Diante do conflito que enfrenta os moradores de Nordelta com os capivaras da região, um engenheiro hidráulico propôs criar corredores de fauna para alcançar uma convivência pacífica.

A alternativa surge depois que o conflito, que já dura anos, escalou para um novo nível de crueldade na semana passada: seis capivaras foram sedadas, colocadas em gaiolas e retiradas do bairro.

Após a denúncia de moradores e ONGs, uma decisão judicial finalmente determinou que as capivaras devem permanecer em Nordelta pelo menos até que seja realizado um Estudo de Impacto Ambiental completo.

No entanto, trata-se de uma solução temporária que não resolve o problema de fundo: a reclamação dos moradores de Nordelta pelas capivaras e suas reações às vezes desproporcionais.

Diante disso, uma alternativa idealizada pelo engenheiro hidráulico e civil Claudio Velazco busca evitar a transferência dos animais e pôr fim aos anos de tensão.

Recentemente, Velazco apresentou sua proposta para criar no bairro corredores especiais para capivaras e a fauna silvestre da região.

“É preciso ver como conviver com as capivaras”, afirmou Velazco em diálogo com Argentina 12. Além disso, o especialista criticou a ideia proposta por Daniel Scioli, secretário de Turismo, de transferir os animais para uma área de ilhas.

propõem criar corredores de capivaras em Nordelta

A proposta de corredores para capivaras se baseia em um estudo técnico de Nordelta

O engenheiro, ferrenho defensor das capivaras, compartilhou sua proposta após realizar um estudo técnico da área onde se encontra Nordelta.

Para isso, utilizou planilhas do Instituto Geográfico Militar (IGM) para analisar as características do terreno.

Sua pesquisa revelou que se trata de “uma zona de pântanos, cerca de quatro mil hectares não aptos para a construção humana“.

Nessa linha, Velazco denunciou que o bairro foi construído em uma zona inundável, onde “destruíram um ecossistema para fazer um grande negócio”.

Por isso, o profissional destacou que, antes de propor uma mudança das capivaras, “é preciso esgotar outras instâncias”.

Essa postura contrasta com as propostas de relocalização que ganharam força nas últimas semanas.

Como funcionariam os corredores para capivaras

A proposta de corredores para capivaras se baseia em adaptar as ruas existentes.

Velazco explicou que os animais precisam se deslocar entre diferentes pontos: alguns para se alimentar e outros para estar em seu habitat aquático.

“Essas ruas perfeitamente podem ser adaptadas para que as capivaras possam circular“, indicou.

O sistema funcionaria por meio de bueiros de diferentes alturas, semelhantes aos usados em cruzamentos de estradas.

As vias de comunicação seriam elevadas e seriam instalados sistemas de proteção para induzir as capivaras e outros animais a passar por esses corredores.

Essa infraestrutura evitaria atropelamentos, ao mesmo tempo que permitiria o trânsito de veículos sem interrupções.

“O que acontece é que não se quer investir”, questionou o engenheiro.

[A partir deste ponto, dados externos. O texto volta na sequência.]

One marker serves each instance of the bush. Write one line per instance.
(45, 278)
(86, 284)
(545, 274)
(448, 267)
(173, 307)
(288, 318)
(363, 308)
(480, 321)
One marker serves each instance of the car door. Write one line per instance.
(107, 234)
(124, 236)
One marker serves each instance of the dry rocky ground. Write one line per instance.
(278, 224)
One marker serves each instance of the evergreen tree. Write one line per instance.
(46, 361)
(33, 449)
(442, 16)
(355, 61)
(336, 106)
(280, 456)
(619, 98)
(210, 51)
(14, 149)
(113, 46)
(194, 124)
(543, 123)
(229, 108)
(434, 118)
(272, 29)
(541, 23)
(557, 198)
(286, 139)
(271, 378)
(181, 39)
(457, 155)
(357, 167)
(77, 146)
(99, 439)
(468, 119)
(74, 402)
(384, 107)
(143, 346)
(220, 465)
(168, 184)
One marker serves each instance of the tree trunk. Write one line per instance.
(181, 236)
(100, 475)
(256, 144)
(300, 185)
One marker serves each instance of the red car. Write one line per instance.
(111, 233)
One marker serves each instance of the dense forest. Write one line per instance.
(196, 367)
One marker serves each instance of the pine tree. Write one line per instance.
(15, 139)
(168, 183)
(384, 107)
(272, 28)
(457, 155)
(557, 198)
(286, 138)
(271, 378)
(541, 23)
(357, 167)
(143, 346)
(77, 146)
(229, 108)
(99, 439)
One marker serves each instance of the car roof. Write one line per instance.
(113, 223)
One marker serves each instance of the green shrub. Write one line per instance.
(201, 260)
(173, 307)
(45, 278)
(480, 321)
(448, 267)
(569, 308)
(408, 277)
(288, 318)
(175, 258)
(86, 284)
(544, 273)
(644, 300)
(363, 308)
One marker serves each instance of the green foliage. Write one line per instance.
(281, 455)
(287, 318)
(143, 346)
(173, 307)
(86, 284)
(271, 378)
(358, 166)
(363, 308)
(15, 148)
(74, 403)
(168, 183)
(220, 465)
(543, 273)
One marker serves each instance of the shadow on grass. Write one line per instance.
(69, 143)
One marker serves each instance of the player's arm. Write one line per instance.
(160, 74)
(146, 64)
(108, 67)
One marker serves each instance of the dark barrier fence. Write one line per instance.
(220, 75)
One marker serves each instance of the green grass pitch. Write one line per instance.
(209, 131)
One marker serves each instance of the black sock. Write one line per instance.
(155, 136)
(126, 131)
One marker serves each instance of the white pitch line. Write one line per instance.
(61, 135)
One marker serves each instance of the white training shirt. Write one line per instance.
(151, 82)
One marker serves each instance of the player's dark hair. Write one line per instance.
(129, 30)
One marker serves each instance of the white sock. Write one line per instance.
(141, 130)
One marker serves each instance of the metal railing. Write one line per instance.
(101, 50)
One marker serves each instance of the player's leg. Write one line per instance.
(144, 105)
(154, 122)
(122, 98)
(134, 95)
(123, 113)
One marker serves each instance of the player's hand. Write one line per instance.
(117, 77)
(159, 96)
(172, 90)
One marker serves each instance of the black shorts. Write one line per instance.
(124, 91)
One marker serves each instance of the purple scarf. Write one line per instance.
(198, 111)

Para Velazco, a posição mais fácil é optar por realocar as capivaras ou, em casos extremos, exterminá-las.

capivaras de Nordelta

A responsabilidade do Estado

O especialista também levantou questões sobre o papel do Estado nesta situação. Questionou por que as autoridades autorizaram a construção na época e agora não exigem soluções adequadas.

“Por que o mesmo Estado agora não busca a solução e exige deste consórcio gerido por grandes poderes econômicos?“, perguntou Velazco.

Segundo Velazco, o investimento necessário para os corredores de capivaras deveria recair sobre aqueles que desenvolveram o projeto imobiliário inicialmente.

“Eles estiveram primeiro, respeitemos”, afirmou em referência às capivaras.

Após isso, o engenheiro ofereceu disponibilizar seu conhecimento técnico para projetar os corredores de capivaras.

“Estou certo de que, de um ponto de vista ambiental, é possível fazer cordões“, assegurou.

A proposta surge em meio ao debate sobre o controle populacional de capivaras. Sem predadores naturais, esses animais se reproduzem quatro vezes por ano, o que gera tensões com os habitantes do bairro privado.